Technological Developments in Public Sector

CIO Review APAC | Tuesday, November 30, 2021

Fire departments use advanced analytics to assess the risk of fire in various locations and manage their inspections accordingly.

FREMONT, CA:The public sector, like all industries, operates in a fast-changing environment. Technology is bringing people together both within and across national borders, and it is upending preconceived notions. One of the worldwide megatrends that can be identified that will alter governments' roles in 2030 and beyond is technology.

Apart from infrastructure, data, particularly open data, focus on governments' digital agendas. Governments could minimize their administrative expenses by fully utilizing public sector data, according to some studies. These figures do not account for the additional advantages that would result from improved access to and utilization of public-sector data. Weather forecasts, traffic management, crime data, greater openness of government processes (procurement), and educational and cultural information for the general public are examples of such benefits. Big data is another engine of change in this cluster. Proposed policy changes in one system can be mapped against their influence on all systems using predictive analytics.

As a result, one can better understand the trade-offs between public policy on other significant megatrends like water, energy, air, and climate. In some cases, they already do. There is also more understanding at the local level. Fire departments use advanced analytics to assess the risk of fire in various locations and manage their inspections accordingly. Police agencies employ sophisticated models to estimate where particular types of crimes are most likely to occur under specific circumstances.

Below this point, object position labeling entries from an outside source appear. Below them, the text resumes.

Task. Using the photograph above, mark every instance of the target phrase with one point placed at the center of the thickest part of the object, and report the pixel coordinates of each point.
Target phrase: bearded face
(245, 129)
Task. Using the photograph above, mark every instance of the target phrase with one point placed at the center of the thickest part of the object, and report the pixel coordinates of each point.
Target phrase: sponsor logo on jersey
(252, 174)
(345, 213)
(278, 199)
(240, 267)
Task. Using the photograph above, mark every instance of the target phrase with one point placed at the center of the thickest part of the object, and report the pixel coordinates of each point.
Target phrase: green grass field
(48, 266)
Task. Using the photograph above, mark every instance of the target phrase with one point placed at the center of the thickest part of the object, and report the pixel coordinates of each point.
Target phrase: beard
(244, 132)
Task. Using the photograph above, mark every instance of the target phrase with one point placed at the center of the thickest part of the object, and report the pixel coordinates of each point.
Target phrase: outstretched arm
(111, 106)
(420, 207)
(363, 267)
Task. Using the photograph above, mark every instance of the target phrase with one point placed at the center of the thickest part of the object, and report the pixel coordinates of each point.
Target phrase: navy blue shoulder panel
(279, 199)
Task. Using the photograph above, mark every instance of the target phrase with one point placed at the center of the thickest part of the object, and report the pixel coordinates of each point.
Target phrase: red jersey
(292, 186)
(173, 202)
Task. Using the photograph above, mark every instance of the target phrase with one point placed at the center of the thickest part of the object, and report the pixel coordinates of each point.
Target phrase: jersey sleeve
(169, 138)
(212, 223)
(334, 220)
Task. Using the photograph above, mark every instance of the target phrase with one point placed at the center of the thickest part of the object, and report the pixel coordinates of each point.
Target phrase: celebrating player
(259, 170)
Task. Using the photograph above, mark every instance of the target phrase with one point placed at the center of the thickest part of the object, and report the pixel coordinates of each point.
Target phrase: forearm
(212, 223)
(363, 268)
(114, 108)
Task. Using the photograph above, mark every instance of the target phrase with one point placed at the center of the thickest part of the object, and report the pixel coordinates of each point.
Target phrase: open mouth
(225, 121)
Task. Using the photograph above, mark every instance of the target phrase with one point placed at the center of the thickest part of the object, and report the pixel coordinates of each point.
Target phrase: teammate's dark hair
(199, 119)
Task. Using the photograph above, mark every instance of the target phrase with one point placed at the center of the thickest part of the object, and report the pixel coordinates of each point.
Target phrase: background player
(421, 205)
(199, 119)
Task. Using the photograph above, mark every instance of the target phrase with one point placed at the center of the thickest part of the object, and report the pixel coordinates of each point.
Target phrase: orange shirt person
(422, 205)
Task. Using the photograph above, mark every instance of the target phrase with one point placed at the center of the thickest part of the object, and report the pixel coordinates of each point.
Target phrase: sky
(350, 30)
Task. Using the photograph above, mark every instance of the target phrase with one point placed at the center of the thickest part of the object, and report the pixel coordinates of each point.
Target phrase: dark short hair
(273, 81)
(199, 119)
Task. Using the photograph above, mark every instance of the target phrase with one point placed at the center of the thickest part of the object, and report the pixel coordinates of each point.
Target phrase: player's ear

Advanced automated models for risk-based inspections and supervision to help supervisory bodies are available and incorporated in rule and workflow-based systems. In the form of cyber security concerns, digitization also introduces a substantial new sort of risk. Governments are under pressure to safeguard their citizens, activities, and countries' security from risks that have never been seen before, which will continue to rise.  Further, according to studies, over the next two decades, the cyber sphere is expected to become a field of conflict and tension between states of all political stripes, not least among those for whom cyber security is a critical component of intelligence and military strategy, as well as between individuals or private companies.